Here’s Fairlynch Museum Chairman Roger Sherriff wearing his Festival steward's t-shirt holding one of the prizes in the raffle which was part of the event.
This was another raffle prize: a hamper of delicious goodies donated by McMillans Deli.
I don't know what he's holding up but I'm sure it'll be delicious when he's finished with it.
I didn't know about Rotary Young Chef competitions until I found information about them http://www.ribi.org/what-we-do/youth-competitions/
There were things to look at, like this gingerbread house.
Or this Funky Apple Face.
As well as looking like an animal you could eat like an animal if you wanted to, with no one complaining.
Kids also provided musical entertainment as well as entertainment for the photographer.
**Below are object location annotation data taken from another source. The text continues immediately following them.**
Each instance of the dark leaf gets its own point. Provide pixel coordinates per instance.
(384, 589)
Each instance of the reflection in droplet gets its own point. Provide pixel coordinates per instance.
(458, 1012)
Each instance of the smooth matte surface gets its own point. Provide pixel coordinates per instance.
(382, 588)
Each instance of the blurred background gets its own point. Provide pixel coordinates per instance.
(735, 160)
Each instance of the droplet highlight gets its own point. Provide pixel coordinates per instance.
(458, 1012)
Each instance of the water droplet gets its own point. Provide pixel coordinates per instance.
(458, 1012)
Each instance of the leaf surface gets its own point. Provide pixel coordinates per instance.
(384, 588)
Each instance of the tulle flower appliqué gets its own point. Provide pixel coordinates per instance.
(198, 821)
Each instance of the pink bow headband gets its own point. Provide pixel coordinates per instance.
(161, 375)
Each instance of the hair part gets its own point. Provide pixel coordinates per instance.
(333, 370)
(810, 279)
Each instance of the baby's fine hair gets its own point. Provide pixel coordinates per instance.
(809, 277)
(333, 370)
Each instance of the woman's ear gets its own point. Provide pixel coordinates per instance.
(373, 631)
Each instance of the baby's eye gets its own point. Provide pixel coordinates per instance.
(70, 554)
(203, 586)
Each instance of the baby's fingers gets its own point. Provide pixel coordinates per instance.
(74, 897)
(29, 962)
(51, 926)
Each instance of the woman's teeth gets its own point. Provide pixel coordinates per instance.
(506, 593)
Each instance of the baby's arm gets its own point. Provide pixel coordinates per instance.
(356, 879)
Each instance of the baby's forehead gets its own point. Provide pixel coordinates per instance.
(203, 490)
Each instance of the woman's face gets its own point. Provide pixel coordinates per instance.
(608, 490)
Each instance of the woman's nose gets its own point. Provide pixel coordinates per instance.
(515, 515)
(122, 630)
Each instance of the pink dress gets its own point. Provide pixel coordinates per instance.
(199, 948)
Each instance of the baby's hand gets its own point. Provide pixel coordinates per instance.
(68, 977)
This is the Otter Music Collective, a group based at St Peter’s School.
If you felt like a pre-lunch drink there was plenty to choose from in the Public Hall. There was a bar run by Isca Ales where free samples were on offer.
There were special Budleigh beers.
There was wine from the Roncombe Valley, near Sidmouth.
And of course there was cider.
She's obviously enjoying it.
It wasn't just local food on offer. There were pizzas from Sidmouth-based Pizza Buona http://www.pizzabuona.co.uk/
Basque dishes from Goierri Foods https://www.facebook.com/GoierriFoods
Lots of choice here.
My friend Bernard, right, a Fairlynch steward, was tempted. And so was I, especially when Maite Mendia from Goerri Foods told me how important it is to eat at midday. She insisted that I enjoy a complimentary lunch of paella and meatballs. Very good it was too.
Plenty of time for a gossip over the greens.
Or a chat over the cheese.
Or just a good laugh with Councillor Tom Wright and his wife.
Then back into the Public Hall for another cookery demo by Olivier Guyard-Mulkerrin, from Les Saveurs restaurant in Exmouth.
He enjoyed telling the audience about the virtues of dogfish. Now, I've never eaten dogfish, and I'm not tempted to after reading what the British Seafishing website says about it here "The dogfish is not particularly nice to eat and has little commercial value, although it was once highly sought after for its rough skin which was used to polish wood and as a replacement for pumice."
I found Olivier's facial expressions as entertaining as what he did to the dogfish.
Someone in the audience has obviously challenged what he's said.
That knife looks pretty dangerous.
He is French of course. Well, Breton. Which is very different.
I'm sure his dogfish dishes are delicious. The restaurant gets very good reviews as you can see at http://www.lessaveurs.co.uk/ As indeed do The Victoria Hotel www.victoriahotel.co.uk/ and The Salty Monk http://www.saltymonk.co.uk/
East Devon is a very good place in which to live.